2008年05月03日

腑に落ちない。。

めずらしく、たまたま見かけた小説を衝動読みしてしまいました。

だって、スピッツの草野くんが帯に推薦文書いているんだもの。そして表紙の絵が素敵だったんだもの。。。

Photo「食べる」ことを中心にすえた『食堂かたつむり』というお話。

でも私的にはNGでした。

生きていると感じたくないとき、インスタント食品を食べたくなる、というのはなんとなくうなずけたけれど。
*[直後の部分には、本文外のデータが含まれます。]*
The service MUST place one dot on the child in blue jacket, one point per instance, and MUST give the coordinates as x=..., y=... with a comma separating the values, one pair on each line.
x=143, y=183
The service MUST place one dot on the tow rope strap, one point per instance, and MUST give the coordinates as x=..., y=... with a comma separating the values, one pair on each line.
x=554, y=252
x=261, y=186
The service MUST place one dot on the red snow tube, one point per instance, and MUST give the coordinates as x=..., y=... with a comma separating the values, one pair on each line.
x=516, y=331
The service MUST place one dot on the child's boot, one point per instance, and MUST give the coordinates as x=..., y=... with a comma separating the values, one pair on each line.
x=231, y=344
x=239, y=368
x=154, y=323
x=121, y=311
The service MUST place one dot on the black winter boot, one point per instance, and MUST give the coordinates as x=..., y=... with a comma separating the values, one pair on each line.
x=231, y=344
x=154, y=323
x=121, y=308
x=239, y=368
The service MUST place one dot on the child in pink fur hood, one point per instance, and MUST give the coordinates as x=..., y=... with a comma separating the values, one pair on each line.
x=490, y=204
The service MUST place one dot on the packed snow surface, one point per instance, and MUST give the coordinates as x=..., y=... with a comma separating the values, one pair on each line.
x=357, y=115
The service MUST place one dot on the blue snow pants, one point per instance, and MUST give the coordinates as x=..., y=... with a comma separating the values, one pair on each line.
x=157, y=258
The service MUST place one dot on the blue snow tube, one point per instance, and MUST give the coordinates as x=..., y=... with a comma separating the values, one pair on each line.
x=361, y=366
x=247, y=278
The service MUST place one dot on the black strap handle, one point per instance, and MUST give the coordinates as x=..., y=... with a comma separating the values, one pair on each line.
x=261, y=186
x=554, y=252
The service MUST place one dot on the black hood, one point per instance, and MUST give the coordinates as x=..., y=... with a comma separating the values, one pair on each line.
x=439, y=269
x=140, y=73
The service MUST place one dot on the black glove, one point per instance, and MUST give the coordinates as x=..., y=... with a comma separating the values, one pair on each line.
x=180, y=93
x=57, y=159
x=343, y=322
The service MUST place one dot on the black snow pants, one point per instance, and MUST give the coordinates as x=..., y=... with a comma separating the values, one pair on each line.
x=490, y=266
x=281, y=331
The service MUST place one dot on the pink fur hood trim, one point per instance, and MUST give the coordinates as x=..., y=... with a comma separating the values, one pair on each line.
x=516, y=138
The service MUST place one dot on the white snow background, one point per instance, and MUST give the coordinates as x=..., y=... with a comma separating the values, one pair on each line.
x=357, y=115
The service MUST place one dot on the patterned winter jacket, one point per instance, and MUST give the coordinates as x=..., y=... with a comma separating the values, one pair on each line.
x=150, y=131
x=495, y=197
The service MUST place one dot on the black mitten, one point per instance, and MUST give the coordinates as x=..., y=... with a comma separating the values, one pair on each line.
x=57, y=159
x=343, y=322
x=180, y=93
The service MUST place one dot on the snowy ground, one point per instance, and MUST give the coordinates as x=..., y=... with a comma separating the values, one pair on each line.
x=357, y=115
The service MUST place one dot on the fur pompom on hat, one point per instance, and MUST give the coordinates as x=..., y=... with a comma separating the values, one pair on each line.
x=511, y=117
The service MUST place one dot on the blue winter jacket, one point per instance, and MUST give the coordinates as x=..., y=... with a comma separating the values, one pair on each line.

食べるということの深みに迫ろうとしたのは、すてきな挑戦だったけれど。

なにかが断然しっくりこないのでした。

人物がうすっぺらく見えてしまうというのが、たぶん一番の理由です。

日本で暮らすインド人、アルゼンチン人、ゲイカップル、という設定の人たちの描かれ方も腑に落ちませんでした(インド人とアルゼンチン人はどちらも、純粋に愛されていたのにものすごい裏切り方をして去っていく人たちという設定だし、食堂かたつむりのほかのお客さんたちがみんな丁寧に具体的に描きこまれているなか、「同性愛の男性カップル」のことはまったく具体的な描写もなく、ただ「秘密のハネムーン」だった、とあるだけで、「後日、食堂かたつむり宛に素敵なクリスマスプレゼントが届けられた」という一文があるけれど、そのプレゼントがなんだったかさえ書かれていなかったり。)

一緒に暮らしている動物への気持ちとかも。

食べることそのものについても、肝心のところ(わたしにとって、だけれど)がぶれている気がしてなりませんでした。。。